Ce lessivage social est avant tout à mettre au crédit de nos élus. Les collectivités disposent de tous les outils pour répondre aux enjeux de cette crise lancinante du logement bon marché et à cette éviction des classes populaires. Et n’oublions pas que les élus socialistes lillois sont aujourd’hui au cœur du pouvoir, comme Audrey Linkenheld, adjointe au logement de la Ville de Lille et députée rapporteur de la nouvelle loi Duflot sur le logement.
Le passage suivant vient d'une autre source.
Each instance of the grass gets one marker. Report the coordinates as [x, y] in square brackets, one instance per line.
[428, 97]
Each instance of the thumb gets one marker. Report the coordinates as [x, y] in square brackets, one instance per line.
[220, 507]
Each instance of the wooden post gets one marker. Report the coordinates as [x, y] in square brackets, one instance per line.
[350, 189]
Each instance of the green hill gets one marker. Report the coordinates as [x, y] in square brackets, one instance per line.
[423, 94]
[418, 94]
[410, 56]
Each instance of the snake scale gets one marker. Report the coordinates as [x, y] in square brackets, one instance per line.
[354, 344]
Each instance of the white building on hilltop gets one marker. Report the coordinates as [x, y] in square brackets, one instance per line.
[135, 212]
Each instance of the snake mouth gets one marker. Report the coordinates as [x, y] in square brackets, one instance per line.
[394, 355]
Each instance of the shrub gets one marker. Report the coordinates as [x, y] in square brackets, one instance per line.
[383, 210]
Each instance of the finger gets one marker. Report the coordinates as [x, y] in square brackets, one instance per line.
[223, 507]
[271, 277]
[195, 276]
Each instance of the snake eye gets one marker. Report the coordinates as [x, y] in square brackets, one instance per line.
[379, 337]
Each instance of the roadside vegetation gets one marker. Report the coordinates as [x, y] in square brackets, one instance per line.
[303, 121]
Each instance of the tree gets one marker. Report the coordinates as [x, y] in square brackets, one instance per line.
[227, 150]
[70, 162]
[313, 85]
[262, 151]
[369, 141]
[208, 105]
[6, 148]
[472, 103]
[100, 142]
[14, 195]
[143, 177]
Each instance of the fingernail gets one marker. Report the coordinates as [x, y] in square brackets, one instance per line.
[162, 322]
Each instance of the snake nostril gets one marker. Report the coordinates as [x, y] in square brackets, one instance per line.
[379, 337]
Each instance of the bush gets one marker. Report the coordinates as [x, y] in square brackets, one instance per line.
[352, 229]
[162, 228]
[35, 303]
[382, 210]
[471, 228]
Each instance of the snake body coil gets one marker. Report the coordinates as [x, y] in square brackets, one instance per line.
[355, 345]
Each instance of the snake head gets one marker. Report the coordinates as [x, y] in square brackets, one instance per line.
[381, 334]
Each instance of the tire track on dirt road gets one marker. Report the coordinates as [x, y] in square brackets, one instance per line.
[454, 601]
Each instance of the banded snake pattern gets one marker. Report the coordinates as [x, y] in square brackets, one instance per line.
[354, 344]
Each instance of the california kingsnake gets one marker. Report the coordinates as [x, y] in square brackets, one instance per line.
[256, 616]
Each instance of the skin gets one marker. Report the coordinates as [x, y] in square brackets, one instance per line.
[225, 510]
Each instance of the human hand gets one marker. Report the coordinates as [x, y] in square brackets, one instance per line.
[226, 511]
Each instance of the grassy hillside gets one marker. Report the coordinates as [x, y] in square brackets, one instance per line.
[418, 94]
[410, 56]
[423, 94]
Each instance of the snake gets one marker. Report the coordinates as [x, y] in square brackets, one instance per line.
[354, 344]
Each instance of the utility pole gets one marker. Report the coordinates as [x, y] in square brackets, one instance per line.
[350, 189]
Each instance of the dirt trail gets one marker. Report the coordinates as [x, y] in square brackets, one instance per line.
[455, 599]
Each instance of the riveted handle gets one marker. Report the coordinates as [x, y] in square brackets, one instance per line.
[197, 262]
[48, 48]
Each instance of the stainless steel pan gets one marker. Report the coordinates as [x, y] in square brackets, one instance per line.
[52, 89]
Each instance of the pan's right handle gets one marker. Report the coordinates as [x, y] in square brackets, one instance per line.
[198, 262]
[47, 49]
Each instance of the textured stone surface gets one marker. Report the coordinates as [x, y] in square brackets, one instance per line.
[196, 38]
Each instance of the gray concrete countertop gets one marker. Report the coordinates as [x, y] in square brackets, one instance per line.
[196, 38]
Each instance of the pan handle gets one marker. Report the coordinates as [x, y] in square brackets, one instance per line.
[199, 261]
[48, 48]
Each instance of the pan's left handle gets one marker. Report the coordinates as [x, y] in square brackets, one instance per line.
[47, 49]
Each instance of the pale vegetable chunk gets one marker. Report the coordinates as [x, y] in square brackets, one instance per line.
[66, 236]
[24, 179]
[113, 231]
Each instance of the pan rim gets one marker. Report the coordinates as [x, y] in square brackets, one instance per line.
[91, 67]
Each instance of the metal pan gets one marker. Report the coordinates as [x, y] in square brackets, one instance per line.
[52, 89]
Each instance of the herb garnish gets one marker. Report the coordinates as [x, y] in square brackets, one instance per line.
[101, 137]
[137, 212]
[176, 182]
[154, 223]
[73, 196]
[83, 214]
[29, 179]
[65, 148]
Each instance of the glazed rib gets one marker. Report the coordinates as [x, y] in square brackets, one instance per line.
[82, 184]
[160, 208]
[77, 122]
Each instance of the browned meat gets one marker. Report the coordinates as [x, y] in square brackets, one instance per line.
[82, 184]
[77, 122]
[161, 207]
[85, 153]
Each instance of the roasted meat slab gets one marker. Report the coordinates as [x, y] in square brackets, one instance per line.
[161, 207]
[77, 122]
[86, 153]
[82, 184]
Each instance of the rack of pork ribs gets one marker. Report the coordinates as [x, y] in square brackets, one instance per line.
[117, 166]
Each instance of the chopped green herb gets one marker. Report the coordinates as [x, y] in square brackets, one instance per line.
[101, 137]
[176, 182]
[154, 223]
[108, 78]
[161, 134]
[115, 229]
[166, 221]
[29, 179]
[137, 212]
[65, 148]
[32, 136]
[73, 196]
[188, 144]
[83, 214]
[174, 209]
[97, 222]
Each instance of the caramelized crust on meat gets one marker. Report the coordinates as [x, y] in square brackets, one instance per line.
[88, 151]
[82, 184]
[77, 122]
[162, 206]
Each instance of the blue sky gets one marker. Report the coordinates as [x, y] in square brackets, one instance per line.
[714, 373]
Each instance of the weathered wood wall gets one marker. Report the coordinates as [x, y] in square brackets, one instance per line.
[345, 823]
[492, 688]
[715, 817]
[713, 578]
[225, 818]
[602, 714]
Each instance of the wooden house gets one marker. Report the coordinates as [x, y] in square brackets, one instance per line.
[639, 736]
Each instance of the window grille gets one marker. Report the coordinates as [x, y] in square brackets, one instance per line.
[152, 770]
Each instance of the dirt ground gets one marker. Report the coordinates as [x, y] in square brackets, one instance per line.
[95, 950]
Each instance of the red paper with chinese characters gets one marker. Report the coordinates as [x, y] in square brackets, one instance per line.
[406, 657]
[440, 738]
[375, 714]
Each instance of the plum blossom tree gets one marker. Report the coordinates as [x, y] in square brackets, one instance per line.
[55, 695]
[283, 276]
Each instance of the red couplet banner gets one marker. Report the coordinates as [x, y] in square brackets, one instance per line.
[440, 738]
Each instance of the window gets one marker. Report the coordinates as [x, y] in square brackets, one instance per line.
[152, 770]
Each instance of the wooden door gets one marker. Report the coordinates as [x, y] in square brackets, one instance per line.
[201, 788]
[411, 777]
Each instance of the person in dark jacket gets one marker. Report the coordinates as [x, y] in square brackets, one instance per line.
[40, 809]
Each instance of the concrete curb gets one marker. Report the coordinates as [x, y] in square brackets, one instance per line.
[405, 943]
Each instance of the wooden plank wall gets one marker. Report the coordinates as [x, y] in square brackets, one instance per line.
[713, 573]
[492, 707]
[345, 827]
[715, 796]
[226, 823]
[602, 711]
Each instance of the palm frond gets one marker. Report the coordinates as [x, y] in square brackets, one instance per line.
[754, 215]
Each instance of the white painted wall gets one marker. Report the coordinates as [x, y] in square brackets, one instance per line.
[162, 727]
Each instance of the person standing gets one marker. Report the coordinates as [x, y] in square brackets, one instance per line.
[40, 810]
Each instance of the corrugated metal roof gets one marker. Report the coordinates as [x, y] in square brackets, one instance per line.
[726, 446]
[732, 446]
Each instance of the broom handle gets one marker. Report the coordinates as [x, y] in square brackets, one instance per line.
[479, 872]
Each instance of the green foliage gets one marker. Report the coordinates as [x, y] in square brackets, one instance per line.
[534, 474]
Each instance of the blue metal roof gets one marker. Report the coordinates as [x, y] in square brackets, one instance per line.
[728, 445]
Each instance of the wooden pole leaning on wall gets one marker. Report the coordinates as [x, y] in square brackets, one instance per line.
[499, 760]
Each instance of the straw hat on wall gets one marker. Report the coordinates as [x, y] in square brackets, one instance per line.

Si la politique du logement lilloise devient le modèle pour la France, gageons que cette loi aura vraiment de l’allure.


*Lexique

- Quartiers anciens : Par quartiers anciens, on entend généralement des quartiers populaires qui sont constitués de maison construites avant 1945. Ces quartiers s’opposent aux quartiers d’habitat social construits entre 1950 et 1970. Ils sont généralement centraux (Wazemmes, Moulins) ou « péri-centraux » (Fives, Bois-Blancs).

- La fabrique des quartiers est une Société Publique Locale d’Aménagement à capitaux 100% publics appartenant à Lille Métropole Communauté Urbaine et aux villes de Lille, Roubaix et Tourcoing ayant pour objet d’intervenir pour la requalification des quartiers anciens. Créée en 2009, elle intervient à Fives, Moulins et Wazemmes dans des opérations de restructuration d’îlots de logements dégradés.

- Classes moyennes supérieures : Nous regroupons sous ce terme les franges les plus aisées ou intégrées des classes sociales (cadres et professions intermédiaires). Elles regroupent les fonctions d’encadrement ou d’intermédiation entre le pouvoir économique et politique et les classes populaires dominées (employés et ouvriers).

- La règle des 30% de logements sociaux à Lille et la loi SRU : La loi relative à la solidarité et au renouvellement urbain (SRU) de 2000, oblige toute commune de plus de 3500 habitants à posséder au moins 20% de logements sociaux sur son territoire. Ce taux est passé à 25% depuis la loi du 18 janvier 2013. À Lille, le règlement local impose une « servitude de mixité sociale » qui veut que pour toute opération neuve construisant plus de 17 logements, 30% des logements doivent être sociaux (accession sociale, logements locatifs sociaux).

- Gentrification : Embourgeoisement des quartiers populaires. Petit à petit, les classes moyennes, les pouvoirs publics et les promoteurs reviennent dans les quartiers ouvriers et y délogent leurs habitants.